In another experiment, researchers measured how many urchins a sea star ate per day. The answer — about 0.7, or nearly 5 per week — didn’t depend on whether the urchins were starved or healthy.
It’s an encouraging finding for kelp forest fans.
“If you were to have a sea star dropped into an urchin barren, we have evidence now that suggests they’re going to just start eating their way through it,” Galloway said.
And modeling work led by study co-author Daniel Okamoto of Florida State University hints at just how big this effect could be in the wild. Even accounting for some sea stars getting eaten or not chowing down on as many urchins as they did in the lab, calculations suggest that sunflower sea stars could play a pivotal role in controlling urchin populations and restoring kelp forests.
“Eating less than one urchin per day may not sound like a lot, but we think there used to be over 5 billion sunflower sea stars,” Gravem said. “We used a model to show that the pre-disease densities of sea stars on the U.S. West Coast were usually more than enough to keep sea urchin numbers down and prevent barrens.”
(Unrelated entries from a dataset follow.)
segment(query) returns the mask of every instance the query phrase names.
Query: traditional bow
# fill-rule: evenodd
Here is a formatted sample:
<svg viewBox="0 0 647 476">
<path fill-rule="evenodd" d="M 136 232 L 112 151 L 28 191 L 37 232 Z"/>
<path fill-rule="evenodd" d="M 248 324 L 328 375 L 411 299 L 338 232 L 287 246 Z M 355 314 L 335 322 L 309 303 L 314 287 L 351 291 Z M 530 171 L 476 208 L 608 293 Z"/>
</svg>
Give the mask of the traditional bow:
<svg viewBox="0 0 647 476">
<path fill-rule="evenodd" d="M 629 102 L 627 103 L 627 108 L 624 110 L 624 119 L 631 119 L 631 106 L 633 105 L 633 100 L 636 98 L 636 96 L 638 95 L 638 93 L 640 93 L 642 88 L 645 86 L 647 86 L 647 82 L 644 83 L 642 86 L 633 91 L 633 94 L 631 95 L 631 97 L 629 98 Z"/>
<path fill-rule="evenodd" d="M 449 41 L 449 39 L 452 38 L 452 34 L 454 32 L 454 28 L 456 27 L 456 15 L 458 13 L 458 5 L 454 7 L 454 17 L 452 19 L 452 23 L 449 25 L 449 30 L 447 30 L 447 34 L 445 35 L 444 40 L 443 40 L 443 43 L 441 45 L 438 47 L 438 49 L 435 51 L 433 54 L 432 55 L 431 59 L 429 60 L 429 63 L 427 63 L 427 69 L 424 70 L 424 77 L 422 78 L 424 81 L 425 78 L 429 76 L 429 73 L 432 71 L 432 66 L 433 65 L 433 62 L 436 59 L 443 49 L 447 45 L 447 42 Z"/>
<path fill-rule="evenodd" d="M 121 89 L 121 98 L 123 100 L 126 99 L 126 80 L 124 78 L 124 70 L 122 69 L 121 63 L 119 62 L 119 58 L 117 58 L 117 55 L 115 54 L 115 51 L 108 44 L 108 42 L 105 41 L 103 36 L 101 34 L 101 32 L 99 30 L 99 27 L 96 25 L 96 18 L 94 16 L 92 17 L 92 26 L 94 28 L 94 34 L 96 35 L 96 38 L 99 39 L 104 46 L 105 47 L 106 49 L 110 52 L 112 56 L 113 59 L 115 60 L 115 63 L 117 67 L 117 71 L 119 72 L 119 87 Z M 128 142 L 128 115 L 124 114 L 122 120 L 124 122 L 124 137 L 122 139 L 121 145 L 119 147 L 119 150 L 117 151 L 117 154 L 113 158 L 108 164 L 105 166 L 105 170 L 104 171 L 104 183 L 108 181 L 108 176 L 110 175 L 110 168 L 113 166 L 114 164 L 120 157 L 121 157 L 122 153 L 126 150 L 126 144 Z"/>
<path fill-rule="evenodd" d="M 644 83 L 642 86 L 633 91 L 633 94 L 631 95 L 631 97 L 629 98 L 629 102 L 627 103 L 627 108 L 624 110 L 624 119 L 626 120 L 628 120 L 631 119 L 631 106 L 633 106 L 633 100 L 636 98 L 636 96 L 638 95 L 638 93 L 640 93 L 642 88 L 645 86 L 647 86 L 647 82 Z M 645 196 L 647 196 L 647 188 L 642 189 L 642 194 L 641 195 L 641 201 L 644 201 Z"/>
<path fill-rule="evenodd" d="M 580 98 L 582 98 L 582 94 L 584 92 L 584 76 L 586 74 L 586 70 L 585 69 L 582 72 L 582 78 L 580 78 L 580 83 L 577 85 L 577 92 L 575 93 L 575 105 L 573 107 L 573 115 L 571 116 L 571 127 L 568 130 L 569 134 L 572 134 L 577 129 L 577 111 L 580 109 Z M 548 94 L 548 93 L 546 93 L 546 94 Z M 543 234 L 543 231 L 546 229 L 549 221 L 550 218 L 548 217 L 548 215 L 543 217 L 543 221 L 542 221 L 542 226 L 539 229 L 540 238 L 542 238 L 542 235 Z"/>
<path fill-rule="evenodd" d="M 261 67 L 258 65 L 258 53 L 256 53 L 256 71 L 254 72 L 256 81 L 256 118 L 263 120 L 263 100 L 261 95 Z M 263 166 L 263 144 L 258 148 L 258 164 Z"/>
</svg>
Because sunflower sea star recovery is unlikely to happen in the near term without intervention, Gravem said, researchers have developed a “Roadmap to Species Recovery” that includes the world’s first captive breeding program for the species and a pathway to re-introduction.
With ongoing backing from the Nature Conservancy, Galloway, Gravem and their colleagues will continue to explore the ecological role of sunflower sea stars in future field studies.
“A lot of times as marine ecologists we’re working on projects that are neat to a few scientists,” Galloway said. “But this has a big conservation implication.”